A 2008 graduate of Harlingen High School, Barrera earned an officer ranking of ensign with her graduation of the Naval Academy, a rare accomplishment for an Hispanic female, she said.

“All these important officers were there,” she said when describing graduation. “It didn’t hit me that I was graduating until I saw Secretary Penetta on the stage. I don’t know what happened, but everything just weighed down on me. Then, my parents, who didn’t want me to go to that school, were standing there proudly for me.”

Barrera had options for college, she said. Her decision needed to be based on financial aid, and she received full scholarships for academics and JROTC through various public universities across Texas. She also received an appointment to West Point, the prestigious military academy in New York.

“I didn’t think I was going to get in (to the Naval Academy) because it’s so prestigious,” she said. “I applied any way, but didn’t take it seriously until I received a recommendation from my Congressman.”

The process for applying to a service academy differs from the normal college application, she said. Applicants must begin the process during their junior year of college, filing a preliminary application. Then, applicants are required to apply for a nomination, usually a Congressman. Candidates must also complete a medical, fitness and interview assessment before being considered for admission.

“I was competing against some of the brightest kids in the country,” she said. “I think 15,000 candidates apply and only 1,000 students are admitted.”

Barrera grew comfortable with the academy’s regimented lifestyle, she said. She liked having time set aside in her day for exercise and playing a club sport. But balancing life as a Midshipman, a student and a young woman living 1,700 miles away from home.

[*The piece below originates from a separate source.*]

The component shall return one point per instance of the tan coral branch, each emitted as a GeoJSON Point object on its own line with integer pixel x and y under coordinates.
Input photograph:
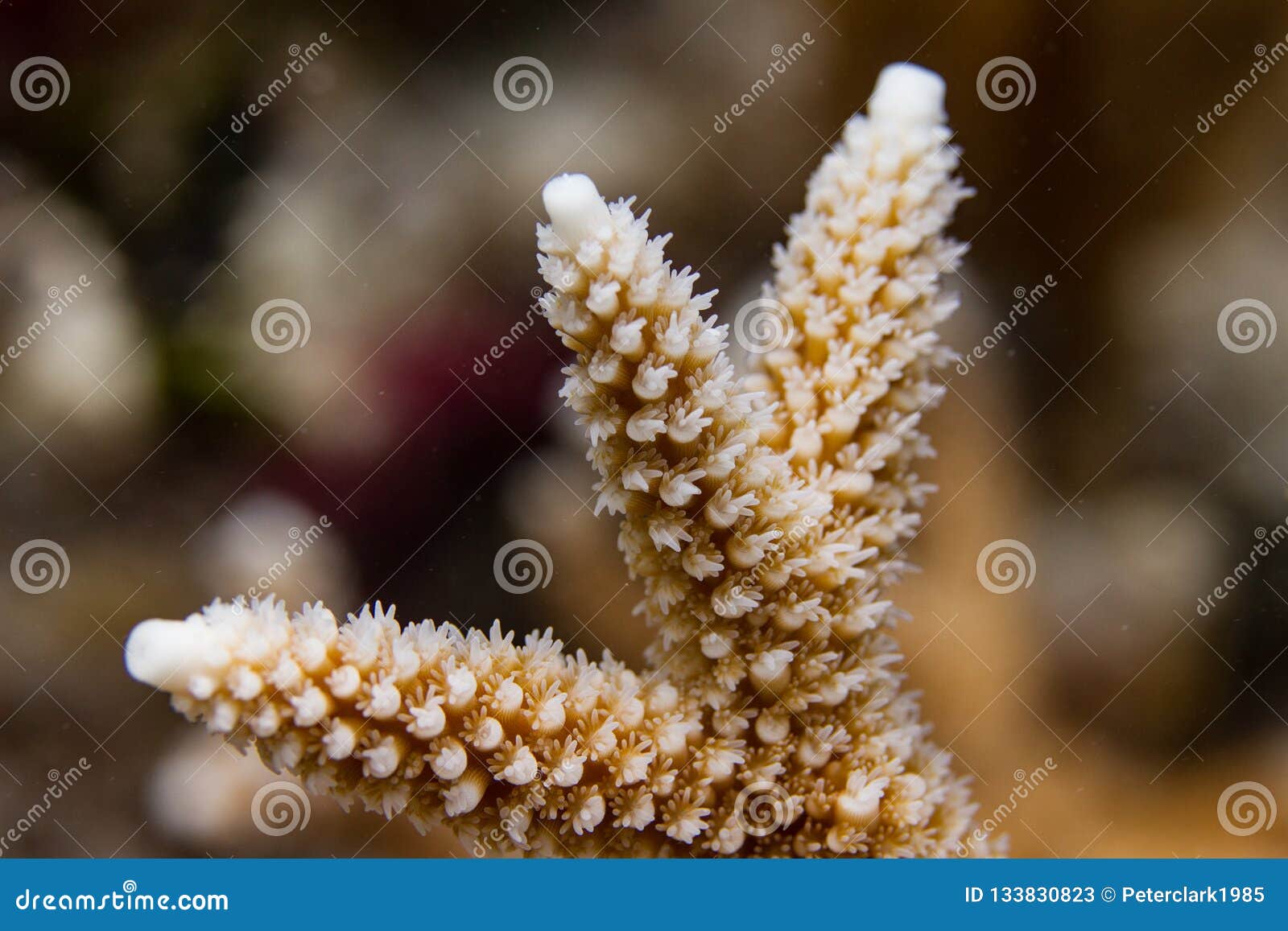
{"type": "Point", "coordinates": [766, 515]}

“It’s like a whole year of boot camp. They just beat up on you,” she said. “The upperclassman order you around. You juggle that with your academics and your personal life. As I got older, I learned how to cope with the stress better.”

Engineering threw Barrea for a loop, she said. As an English major, she didn’t expect to need to know about logistics and mechanics. But the Naval Academy graduates everyone with a Bachelors of Science, even if they major in a humanities subject.

“Principals of propulsion was one of my hardest classes,” she said. “It was the study of how naval ships work. To me, it all looked like Chinese.”

Barrera leaves this July for her ship USS Gonzalez, she said. She will be deploying to the Mediterranean Sea in December or January.

“I’m very proud of who I am today,” she said “If it wasn’t for my roots and humble beginnings, I wouldn’t be who I am. I know a lot of people count on me. So I carry that all with me.